Tidak heran, misalnya seorang Profesor yang cemerlang malah bersedia menjadi seorang wakil dari seorang sarjana. Seorang doktor muda berbakat bersedia jadi PD III. Saya tidak katakan jabatan itu tidak terhormat. Bahkan jabatan itu amat sangat terhormat, sehingga banyak yang menguber-ubernya. Hanya saja, pertanyaan pokok adalah apakah posisi yang diincarnya itu sesuai dengan gelar akademis yang dimilikinya.  (Bandingkan dengan Prof. Ichlasul Amal, misalnya, ia dengan enteng menolak jabatan menteri sebanyak 4 kali, yaitu ketika rezim Soeharto, Habibie, Abdurrahman Wahid dan Megawati. Ichlasul Amal memilih mengurus mahasiswa daripada jadi menteri). Tentu saja, lain padang lain belalang, lain Prof. Dr. lain pula orientasinya.

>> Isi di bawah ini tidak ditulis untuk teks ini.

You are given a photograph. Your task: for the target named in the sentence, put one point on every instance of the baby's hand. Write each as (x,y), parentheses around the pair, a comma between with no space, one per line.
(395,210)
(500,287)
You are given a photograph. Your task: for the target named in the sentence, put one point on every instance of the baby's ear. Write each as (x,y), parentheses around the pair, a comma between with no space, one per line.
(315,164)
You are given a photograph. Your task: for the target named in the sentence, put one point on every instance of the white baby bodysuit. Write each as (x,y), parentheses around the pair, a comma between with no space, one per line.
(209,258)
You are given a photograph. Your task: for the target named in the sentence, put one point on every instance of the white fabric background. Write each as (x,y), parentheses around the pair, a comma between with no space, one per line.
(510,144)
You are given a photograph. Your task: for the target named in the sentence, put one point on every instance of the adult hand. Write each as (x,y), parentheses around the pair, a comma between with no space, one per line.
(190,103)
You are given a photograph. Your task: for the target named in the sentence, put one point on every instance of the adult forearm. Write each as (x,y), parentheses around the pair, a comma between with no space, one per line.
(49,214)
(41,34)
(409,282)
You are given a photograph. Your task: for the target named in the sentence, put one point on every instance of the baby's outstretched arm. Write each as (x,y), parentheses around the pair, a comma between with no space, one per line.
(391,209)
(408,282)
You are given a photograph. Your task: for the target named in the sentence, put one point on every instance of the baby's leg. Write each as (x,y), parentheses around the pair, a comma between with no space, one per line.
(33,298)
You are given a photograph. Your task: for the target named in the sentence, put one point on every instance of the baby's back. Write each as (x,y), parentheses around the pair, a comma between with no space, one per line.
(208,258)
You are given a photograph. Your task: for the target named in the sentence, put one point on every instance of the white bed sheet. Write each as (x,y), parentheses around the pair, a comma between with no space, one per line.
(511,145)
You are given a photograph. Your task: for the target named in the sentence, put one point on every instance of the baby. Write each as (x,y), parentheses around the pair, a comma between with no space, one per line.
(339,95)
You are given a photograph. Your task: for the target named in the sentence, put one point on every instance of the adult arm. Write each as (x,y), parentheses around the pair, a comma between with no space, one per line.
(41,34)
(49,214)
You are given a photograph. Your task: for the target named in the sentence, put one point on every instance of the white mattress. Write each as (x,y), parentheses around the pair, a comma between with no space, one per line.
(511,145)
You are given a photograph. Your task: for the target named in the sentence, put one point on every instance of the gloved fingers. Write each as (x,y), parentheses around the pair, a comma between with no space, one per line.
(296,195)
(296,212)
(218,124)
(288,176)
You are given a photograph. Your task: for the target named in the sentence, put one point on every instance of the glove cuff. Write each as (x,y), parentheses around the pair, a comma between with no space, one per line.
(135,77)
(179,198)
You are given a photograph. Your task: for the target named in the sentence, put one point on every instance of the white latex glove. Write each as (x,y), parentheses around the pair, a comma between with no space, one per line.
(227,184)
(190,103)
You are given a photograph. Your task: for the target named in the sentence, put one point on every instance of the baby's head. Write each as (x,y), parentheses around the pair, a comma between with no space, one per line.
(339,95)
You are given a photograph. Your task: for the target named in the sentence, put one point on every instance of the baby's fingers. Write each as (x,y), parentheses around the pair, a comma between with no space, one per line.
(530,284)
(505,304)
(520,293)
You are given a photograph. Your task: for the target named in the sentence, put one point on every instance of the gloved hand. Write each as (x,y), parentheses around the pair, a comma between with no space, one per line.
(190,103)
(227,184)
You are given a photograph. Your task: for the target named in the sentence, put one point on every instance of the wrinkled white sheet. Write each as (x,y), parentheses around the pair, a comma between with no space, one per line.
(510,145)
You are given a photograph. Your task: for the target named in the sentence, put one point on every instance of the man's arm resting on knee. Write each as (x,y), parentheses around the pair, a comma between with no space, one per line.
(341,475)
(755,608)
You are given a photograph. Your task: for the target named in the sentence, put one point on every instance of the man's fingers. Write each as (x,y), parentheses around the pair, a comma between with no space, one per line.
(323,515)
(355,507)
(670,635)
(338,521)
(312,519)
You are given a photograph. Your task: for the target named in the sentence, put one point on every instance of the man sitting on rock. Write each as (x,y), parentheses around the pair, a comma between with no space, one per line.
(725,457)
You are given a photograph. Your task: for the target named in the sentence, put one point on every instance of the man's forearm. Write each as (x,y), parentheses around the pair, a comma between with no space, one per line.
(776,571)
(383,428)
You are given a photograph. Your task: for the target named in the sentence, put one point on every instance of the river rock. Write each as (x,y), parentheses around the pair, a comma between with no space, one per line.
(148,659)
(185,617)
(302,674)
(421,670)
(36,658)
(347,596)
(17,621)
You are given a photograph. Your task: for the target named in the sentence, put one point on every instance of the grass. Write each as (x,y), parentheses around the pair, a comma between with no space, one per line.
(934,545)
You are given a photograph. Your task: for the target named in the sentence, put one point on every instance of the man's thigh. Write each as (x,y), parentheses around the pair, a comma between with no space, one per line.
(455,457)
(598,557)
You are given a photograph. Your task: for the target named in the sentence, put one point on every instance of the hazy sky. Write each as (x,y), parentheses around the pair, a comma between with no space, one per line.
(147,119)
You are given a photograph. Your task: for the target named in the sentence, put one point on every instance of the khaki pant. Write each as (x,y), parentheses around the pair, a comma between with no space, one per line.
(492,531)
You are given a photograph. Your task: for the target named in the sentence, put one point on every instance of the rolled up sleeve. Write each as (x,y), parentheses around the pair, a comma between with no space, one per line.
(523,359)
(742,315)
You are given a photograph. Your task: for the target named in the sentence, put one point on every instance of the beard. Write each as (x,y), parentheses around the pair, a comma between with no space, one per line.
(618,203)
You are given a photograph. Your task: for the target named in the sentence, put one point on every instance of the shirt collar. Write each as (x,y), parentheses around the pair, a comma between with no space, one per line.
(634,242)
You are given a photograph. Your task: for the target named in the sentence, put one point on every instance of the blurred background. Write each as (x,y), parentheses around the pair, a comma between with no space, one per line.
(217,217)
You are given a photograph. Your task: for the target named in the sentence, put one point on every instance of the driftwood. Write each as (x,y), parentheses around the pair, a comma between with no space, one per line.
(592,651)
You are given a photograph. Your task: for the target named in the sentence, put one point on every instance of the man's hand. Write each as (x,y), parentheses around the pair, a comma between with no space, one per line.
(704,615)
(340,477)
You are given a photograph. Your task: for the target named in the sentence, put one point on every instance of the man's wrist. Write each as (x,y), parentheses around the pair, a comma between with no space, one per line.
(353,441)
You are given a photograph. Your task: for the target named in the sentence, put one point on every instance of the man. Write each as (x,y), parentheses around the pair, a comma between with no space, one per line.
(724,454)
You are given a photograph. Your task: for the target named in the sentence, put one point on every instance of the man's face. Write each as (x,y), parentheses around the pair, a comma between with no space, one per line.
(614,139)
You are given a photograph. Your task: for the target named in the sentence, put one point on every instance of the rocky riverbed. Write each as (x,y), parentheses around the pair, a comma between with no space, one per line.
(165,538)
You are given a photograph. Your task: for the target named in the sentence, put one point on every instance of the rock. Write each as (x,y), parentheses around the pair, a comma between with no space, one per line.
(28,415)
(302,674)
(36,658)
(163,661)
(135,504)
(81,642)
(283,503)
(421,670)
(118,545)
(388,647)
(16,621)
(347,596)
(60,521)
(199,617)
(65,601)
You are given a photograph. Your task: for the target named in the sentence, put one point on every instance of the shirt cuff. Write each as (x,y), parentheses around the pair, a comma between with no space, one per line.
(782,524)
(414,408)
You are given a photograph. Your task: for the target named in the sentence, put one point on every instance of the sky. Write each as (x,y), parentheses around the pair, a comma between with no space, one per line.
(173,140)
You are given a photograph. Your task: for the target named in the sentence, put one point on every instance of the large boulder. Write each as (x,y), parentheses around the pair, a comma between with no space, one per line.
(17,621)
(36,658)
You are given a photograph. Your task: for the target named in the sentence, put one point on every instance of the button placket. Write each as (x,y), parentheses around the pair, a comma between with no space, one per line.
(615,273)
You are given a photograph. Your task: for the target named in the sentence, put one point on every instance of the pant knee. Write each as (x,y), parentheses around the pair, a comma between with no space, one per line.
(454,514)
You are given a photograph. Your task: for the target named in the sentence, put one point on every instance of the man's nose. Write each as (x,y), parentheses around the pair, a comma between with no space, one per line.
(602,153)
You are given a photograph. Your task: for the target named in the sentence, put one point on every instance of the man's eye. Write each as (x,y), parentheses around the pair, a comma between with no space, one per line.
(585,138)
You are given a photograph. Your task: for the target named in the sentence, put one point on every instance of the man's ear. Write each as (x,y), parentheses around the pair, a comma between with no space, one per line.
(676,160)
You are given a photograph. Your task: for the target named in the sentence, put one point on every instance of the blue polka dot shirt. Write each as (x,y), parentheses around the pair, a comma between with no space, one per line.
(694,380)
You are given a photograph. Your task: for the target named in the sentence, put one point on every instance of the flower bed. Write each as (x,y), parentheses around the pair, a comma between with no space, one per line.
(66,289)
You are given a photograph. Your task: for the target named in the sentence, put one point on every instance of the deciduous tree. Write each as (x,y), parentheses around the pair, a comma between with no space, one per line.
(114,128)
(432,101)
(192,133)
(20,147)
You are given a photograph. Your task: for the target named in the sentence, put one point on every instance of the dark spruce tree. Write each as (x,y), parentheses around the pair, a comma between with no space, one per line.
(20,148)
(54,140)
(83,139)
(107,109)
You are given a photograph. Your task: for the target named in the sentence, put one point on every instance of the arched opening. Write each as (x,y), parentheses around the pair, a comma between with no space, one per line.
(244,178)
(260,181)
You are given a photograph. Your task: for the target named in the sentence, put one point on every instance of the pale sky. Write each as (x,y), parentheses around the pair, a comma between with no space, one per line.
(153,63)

Pertanyaan pokok di sini adalah, apakah mereka memiliki ideologi atau sekedar orientasi saja. Kalau memiliki ideologi, maka mereka bekerja berdasarkan ideologi yang dimilikinya. Akan tetapi jika ia memiliki orientasi, maka kerjanya hanya sekedar mencapai orientasi yang biasanya bersifat jabatan dan materi saja.  Tidak semua Prof. atau Dr. memiliki orientasi yang sama. Prof. Kuntowijoyo, seorang sejarawan misalnya, jabatan tertinggi yang dipegangnya adalah ketua jurusan. Ia menyatakan bahwa untuk pengembangan ilmu, maka ketua jurusan merupakan tempat yang paling strategis. Jelas sekali, ideologi yang dikembangkannya, yaitu ilmu–bukan kedudukan atau jabatan, sehingga lahirlah berpuluh-puluh buku yang ditulisnya. Kalau sudah demikian, maka barulah ia berhak mendapatkan gelar Prof.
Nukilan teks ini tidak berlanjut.